Respecto a esto último, nombrarse “filósofa” (y no estudiante de filosofía o aprendiz de filósofx) siempre será disputable para quienes la filosofía se reduce a publicar artículos y libros, leídos por gremios muy específicos, o que sólo la representan los grandes personajes como Aristóteles, Platón, Hobbes, Wittgenstein, etc. Sin embargo, muy a su pesar, difiero y no lo acepto. La filosofía va más allá de las adscripciones institucionales con las que contemos, la cantidad de artículos o libros que hemos publicado, o las preguntas que nos interesen responder o la manera de contestarlas: la filosofía son formas de ver el mundo, de habitarlo y de significarlo. No en vano ha sido objeto de inspiración y motivación para individuos, colectivos, movimientos sociales, políticos, científicos, culturales y económicos.

Nombrarse filósofa siendo mujer en México, y nacida en el sureste (o en “la provincia”, como le dicen en el centro del país a todo lo que no es la Ciudad de México) toma tiempo, desconstrucción constante, esfuerzo y valentía. Para mí, no sólo ha implicado tomar espacios históricamente masculinizados (la academia y todos sus recovecos), sino encaminarme a la construcción de la propia voz narrativa, hacerme escuchar, ser respetuosa y respetada, ser compasiva cuando lo normal es la violencia, la humillación y el desprecio, y tejer redes desde el compañerismo y el apoyo, no desde la competitividad. Asimismo, apoyar en la construcción de los espacios que quiero habitar entre mis colegas y estudiantes, dejando de lado el menosprecio y el (auto)sabotaje.

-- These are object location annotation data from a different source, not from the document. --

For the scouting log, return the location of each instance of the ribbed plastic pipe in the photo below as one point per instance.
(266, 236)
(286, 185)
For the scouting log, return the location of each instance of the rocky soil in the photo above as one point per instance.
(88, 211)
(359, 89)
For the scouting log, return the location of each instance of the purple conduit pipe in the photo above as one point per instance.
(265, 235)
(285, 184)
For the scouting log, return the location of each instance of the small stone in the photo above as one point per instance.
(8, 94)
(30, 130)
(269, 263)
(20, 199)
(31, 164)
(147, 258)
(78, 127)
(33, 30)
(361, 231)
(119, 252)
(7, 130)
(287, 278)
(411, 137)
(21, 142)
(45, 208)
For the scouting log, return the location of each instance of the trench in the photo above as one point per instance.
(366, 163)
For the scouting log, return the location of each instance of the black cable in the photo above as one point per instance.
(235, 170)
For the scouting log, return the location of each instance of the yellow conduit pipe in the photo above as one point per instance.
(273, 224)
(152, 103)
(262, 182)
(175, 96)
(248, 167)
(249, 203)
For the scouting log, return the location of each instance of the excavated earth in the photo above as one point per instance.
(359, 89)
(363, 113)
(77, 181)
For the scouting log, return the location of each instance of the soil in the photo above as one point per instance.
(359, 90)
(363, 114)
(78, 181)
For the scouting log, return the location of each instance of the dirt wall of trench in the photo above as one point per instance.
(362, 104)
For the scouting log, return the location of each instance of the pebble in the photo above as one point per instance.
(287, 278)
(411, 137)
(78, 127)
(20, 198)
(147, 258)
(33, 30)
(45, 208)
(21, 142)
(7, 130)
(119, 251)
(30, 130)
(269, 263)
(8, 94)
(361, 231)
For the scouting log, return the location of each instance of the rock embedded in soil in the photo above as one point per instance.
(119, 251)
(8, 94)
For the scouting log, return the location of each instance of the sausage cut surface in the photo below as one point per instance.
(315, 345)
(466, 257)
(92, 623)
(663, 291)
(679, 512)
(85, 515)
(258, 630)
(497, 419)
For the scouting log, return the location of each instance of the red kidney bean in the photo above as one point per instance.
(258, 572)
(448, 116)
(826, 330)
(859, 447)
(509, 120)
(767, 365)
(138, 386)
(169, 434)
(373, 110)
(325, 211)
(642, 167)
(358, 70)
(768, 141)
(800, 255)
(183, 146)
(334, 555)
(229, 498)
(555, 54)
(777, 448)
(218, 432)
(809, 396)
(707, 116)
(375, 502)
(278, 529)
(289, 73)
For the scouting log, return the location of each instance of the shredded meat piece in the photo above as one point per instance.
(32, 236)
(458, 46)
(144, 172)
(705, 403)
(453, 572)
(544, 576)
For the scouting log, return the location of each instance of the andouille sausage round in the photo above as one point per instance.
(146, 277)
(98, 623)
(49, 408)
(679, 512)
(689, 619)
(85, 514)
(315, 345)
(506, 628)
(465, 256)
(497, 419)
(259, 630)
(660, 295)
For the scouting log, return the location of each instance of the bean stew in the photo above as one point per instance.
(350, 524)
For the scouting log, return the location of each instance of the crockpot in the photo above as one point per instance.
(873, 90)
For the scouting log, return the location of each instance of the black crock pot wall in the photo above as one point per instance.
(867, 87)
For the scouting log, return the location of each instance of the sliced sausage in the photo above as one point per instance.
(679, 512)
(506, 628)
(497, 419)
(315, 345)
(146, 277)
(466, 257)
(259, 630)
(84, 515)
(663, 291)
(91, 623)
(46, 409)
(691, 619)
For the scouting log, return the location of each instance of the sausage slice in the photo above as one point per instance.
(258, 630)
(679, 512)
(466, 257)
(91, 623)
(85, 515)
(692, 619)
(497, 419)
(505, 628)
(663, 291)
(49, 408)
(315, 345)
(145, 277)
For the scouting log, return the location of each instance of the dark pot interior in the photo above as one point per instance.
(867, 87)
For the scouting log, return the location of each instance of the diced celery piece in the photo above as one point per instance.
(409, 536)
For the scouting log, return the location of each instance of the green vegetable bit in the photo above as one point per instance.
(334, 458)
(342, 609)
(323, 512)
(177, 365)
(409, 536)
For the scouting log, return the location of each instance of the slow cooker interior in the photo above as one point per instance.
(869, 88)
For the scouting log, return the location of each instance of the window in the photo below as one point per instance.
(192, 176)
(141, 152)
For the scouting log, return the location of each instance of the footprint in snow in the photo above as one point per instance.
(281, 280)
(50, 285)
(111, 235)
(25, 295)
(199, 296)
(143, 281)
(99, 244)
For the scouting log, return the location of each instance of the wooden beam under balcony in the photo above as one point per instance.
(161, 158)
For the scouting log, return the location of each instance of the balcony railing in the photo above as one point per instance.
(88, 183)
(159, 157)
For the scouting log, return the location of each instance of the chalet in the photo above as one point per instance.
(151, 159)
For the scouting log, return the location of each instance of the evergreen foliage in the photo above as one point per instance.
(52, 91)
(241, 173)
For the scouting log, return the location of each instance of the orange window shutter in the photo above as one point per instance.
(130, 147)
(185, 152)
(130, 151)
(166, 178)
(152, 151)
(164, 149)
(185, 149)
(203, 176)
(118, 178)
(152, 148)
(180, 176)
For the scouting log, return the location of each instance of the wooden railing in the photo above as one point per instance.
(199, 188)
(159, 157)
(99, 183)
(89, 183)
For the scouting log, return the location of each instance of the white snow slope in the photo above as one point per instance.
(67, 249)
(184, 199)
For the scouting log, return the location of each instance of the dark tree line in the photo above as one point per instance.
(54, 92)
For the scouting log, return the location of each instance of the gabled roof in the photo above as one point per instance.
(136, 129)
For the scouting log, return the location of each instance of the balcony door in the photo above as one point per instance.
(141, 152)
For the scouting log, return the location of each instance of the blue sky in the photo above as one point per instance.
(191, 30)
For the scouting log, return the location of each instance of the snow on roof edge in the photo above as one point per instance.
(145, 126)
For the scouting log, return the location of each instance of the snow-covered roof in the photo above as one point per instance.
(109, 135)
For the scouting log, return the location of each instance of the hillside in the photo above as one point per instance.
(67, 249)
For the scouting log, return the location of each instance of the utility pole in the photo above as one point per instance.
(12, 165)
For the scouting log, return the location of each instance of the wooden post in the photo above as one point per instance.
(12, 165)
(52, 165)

Parte de todo este ejercicio constante de construir-cuestionar-destruir (sí, en bucle) son los cuestionamientos sobre qué tipo de filósofa quiero ser y cómo puedo lograrlo, de qué manera puedo abonar a los espacios en donde me enseñan y aprendo, y cómo puedo construir puentes para que las personas se acerquen a la filosofía desde pasiones alegres. En ese sentido, en mis interacciones con colegas, estudiantes, amigxs, familia y demás personas he aprendido, con ayuda de la filosofía, a ser crítica, perceptiva a las diferencias, a ser humilde, a buscar las mejores razones para sostenes mis ideas, a ser comprensiva y paciente.

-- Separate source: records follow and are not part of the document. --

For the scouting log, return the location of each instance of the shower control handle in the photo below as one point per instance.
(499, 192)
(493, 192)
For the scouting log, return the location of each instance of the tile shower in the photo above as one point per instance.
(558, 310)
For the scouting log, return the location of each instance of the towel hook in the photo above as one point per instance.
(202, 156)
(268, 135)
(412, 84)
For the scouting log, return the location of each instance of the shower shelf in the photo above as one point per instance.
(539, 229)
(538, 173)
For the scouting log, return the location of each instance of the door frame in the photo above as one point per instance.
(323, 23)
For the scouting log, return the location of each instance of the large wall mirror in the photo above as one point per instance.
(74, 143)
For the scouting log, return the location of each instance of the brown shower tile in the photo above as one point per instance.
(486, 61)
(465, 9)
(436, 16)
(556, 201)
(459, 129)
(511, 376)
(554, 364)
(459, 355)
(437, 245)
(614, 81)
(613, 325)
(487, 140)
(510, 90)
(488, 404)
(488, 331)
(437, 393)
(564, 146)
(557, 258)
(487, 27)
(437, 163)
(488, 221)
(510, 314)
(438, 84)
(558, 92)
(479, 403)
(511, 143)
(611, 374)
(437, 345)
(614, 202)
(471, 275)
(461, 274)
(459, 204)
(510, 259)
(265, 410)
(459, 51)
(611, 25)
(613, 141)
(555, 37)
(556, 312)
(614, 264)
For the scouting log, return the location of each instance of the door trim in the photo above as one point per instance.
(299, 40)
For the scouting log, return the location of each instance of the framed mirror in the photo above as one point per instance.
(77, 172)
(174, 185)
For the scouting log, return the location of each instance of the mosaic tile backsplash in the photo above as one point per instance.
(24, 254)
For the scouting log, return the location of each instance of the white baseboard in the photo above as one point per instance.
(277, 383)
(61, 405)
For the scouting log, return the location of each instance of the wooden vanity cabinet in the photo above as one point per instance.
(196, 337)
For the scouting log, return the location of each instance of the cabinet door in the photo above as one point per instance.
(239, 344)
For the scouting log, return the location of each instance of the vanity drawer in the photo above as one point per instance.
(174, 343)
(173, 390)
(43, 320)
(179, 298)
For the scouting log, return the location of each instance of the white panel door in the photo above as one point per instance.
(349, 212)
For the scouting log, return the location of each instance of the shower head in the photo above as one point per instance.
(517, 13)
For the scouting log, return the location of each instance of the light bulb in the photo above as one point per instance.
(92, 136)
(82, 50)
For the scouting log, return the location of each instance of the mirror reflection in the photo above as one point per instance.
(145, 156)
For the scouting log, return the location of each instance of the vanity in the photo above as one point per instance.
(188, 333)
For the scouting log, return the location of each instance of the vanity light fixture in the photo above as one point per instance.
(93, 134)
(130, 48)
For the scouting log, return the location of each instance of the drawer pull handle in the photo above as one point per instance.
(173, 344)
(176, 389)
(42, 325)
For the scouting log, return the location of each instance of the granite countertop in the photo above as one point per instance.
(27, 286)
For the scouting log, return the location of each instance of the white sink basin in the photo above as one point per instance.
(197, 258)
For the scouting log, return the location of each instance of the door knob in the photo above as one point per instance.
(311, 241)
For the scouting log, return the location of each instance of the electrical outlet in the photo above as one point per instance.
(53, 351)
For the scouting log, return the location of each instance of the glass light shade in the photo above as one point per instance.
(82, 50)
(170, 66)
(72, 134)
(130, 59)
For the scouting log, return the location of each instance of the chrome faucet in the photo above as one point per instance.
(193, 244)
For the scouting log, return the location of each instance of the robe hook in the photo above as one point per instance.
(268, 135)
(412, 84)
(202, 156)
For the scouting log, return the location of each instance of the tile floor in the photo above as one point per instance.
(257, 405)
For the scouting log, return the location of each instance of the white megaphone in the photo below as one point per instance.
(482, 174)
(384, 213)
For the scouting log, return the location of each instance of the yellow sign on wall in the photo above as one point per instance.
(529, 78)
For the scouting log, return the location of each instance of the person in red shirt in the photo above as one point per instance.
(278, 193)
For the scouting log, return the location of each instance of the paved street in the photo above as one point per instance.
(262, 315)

Construirse filósofa en un mundo como en el que vivimos no es una tarea con fecha de entrega. De igual manera, la filosofía no sólo sucede en la cabeza (como lo ilustran las imágenes cuando pones la palabra “filosofía” en el navegador), sino que atraviesa el cuerpo individual y en su relación con el colectivo y sus circunstancias. Así de poderosa es la filosofía. De tal manera que parte de incorporarla a la propia vida es cuestionar constantemente a través de las mejores preguntas posibles (aquellas que encaminan constructivamente al análisis y evaluación, la clarificación y la búsqueda de posibles caminos) sobre nuestras creencias anidadas, encarnadas, cambiantes o en formación. Cuestionarse y razonar duele (más de lo que se cree comúnmente). No obstante, acompañarse de personas que apoyen el proceso de crecimiento intelectual y crítico es algo que aminora los estragos de este constante ir y venir construyendo-cuestionando-destruyendo.

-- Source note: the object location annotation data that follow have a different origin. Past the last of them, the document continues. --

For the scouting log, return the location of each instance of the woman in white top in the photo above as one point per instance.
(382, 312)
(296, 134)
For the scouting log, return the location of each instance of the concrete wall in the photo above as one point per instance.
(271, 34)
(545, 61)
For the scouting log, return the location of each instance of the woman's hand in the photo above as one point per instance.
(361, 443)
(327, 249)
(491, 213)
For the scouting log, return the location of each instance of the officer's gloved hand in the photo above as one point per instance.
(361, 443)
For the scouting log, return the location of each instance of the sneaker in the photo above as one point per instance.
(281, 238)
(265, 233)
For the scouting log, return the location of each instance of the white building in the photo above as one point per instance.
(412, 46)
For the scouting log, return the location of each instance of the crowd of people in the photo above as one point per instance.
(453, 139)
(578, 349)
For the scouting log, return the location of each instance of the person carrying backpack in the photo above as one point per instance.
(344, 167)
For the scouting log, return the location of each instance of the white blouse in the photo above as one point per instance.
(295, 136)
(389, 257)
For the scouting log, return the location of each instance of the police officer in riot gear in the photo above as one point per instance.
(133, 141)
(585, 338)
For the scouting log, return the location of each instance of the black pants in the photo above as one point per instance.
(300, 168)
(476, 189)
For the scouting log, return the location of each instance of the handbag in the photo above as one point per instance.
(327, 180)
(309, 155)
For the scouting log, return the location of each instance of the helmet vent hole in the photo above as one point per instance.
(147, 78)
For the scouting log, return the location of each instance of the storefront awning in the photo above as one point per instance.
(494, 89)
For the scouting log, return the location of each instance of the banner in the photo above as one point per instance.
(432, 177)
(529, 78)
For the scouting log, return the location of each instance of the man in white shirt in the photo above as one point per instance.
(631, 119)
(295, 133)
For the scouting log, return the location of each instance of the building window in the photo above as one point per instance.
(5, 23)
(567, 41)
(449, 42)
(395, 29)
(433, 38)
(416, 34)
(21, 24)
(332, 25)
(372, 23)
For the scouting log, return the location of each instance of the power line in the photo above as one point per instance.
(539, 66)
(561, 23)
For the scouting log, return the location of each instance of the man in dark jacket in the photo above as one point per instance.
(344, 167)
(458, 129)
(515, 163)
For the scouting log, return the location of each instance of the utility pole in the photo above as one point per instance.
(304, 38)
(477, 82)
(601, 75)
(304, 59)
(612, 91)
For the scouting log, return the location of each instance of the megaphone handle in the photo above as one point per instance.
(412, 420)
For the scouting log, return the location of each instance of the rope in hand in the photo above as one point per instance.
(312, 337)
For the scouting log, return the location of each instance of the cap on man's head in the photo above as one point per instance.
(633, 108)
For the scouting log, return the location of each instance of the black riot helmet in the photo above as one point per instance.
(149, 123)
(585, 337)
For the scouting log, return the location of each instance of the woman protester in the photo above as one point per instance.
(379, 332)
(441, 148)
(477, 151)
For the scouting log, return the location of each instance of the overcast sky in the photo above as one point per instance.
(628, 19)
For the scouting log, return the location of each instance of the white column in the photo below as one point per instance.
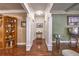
(49, 43)
(28, 33)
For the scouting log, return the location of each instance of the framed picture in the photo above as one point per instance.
(39, 25)
(73, 20)
(23, 23)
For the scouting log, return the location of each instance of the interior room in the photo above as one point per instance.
(39, 29)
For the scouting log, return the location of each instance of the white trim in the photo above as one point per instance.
(12, 11)
(21, 43)
(64, 12)
(61, 41)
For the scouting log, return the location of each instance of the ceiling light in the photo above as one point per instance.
(39, 12)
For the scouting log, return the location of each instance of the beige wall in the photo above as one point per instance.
(20, 30)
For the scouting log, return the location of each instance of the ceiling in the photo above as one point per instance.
(11, 6)
(38, 6)
(66, 7)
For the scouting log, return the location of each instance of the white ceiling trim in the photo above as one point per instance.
(27, 8)
(49, 7)
(12, 11)
(63, 12)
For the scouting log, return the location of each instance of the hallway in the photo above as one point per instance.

Hoy, Día Internacional de la Filosofía, quisiera extender la invitación a replantear su valor, sus alcances, sus herramientas, limitaciones y aportaciones. A quienes nos dedicamos a ella profesionalmente, cuestionémonos qué clase de filosofía queremos hacer y para qué. Para quienes no se dedican a ella profesionalmente, pero les interesa (aunque sea en lo más mínimo), reflexionen qué tipo de herramientas les provee y cómo les ha ayudado a formularse mejores preguntas para las respectivas inquietudes. La filosofía es versátil: no la hagamos a un lado sólo porque aparentemente “no sirve de nada” (cabe preguntarse ¿en función de qué no sirve?), porque cuestionar nuestras creencias y experiencias puede ser removedor, o quien nos introdujo a su estudio no supo cómo hacerlo. La filosofía es una oportunidad y un camino que ha valido toda la pena, los retos, los afectos y esfuerzos.